Kevin m English, Irish, French (Modern), Spanish (Modern), German (Modern), Dutch (Modern), Swedish (Modern), Norwegian (Modern), Danish (Modern)
Anglicized form of the Irish name Caoimhín meaning "beloved birth", derived from Old Irish Cóemgein, composed of cóem "dear, beloved, gentle" and gein "birth". Saint Caoimhín established a monastery in Glendalough, Ireland in the 6th century and is the patron saint of Dublin.
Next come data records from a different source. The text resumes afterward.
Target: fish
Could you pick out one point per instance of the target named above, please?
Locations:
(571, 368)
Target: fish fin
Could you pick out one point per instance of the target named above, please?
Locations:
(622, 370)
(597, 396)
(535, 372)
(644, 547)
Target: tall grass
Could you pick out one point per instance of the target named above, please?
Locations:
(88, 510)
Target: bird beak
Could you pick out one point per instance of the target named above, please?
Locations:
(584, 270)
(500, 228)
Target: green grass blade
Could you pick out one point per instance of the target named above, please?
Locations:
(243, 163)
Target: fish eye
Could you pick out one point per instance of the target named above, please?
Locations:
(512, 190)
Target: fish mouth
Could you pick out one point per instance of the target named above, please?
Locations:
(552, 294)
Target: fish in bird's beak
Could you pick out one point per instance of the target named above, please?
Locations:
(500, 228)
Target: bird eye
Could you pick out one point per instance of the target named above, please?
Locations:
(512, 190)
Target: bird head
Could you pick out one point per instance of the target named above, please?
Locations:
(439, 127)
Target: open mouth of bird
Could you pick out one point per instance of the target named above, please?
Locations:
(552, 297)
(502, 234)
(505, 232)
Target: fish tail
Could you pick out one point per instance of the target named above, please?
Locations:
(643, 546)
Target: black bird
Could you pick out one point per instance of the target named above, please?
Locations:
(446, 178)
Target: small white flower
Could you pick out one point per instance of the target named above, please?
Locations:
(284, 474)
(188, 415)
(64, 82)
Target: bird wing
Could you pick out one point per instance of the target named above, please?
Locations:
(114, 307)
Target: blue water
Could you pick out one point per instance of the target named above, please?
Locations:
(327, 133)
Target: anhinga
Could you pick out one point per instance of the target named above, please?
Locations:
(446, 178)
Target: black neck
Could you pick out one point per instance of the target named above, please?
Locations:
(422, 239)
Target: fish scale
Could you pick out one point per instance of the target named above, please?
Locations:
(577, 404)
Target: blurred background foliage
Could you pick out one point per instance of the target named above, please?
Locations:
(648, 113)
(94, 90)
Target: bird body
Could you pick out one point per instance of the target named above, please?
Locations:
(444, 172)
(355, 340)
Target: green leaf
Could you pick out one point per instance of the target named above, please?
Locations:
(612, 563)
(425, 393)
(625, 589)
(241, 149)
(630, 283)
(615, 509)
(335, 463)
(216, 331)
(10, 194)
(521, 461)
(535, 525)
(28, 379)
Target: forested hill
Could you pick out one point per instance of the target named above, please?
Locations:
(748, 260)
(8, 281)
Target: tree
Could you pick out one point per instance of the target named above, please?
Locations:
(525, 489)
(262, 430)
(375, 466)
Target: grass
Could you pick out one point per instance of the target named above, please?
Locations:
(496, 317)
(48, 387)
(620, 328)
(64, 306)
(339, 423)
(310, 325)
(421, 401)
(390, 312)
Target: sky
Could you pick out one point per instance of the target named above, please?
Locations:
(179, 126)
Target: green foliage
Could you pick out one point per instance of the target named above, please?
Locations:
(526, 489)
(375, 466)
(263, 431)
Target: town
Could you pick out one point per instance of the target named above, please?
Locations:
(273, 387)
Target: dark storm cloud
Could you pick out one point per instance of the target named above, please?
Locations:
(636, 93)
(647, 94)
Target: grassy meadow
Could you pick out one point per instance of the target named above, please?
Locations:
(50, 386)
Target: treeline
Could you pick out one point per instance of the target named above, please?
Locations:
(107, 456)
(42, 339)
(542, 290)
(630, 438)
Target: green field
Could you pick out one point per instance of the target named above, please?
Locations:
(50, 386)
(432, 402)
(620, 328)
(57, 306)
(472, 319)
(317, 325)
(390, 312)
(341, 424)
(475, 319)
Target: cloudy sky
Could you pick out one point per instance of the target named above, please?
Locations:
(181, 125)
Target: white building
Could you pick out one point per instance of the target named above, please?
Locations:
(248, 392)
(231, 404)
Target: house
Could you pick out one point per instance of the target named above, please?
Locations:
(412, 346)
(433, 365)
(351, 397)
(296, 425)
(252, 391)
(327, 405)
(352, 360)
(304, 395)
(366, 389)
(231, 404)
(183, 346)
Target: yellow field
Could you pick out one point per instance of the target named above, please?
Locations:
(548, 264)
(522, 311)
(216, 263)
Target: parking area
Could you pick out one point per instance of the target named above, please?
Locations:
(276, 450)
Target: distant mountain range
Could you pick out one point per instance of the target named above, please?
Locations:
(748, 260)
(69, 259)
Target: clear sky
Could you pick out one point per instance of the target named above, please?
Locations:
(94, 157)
It became popular in the English-speaking world outside of Ireland in the middle of the 20th century, and elsewhere in Europe in the late 20th century.
Khaleesi f Literature
From a title used in the George R. R. Martin book series A Song of Ice and Fire (first published 1996) and the television adaptation Game of Thrones (2011-2019). It is a feminine form of the Dothraki title khal meaning "warlord". In the series Daenerys Targaryen gains this title after she marries Khal Drogo.
Kim 1 f & m English
At the present it is usually considered a short form of Kimberly, but it in fact predates it as a given name. The author Rudyard Kipling used it for the title hero of his novel Kim (1901), though in this case it was short for Kimball. In her novel Show Boat (1926) Edna Ferber used it for a female character who was born on the Mississippi River and was named from the initials of the states Kentucky, Illinois and Mississippi. The name was popularized in America by the actresses Kim Hunter (1922-2002) and Kim Novak (1933-), both of whom assumed it as a stage name.
Lalage f Literature
Derived from Greek λαλαγέω (lalageo) meaning "to babble, to prattle". The Roman poet Horace used this name in one of his odes.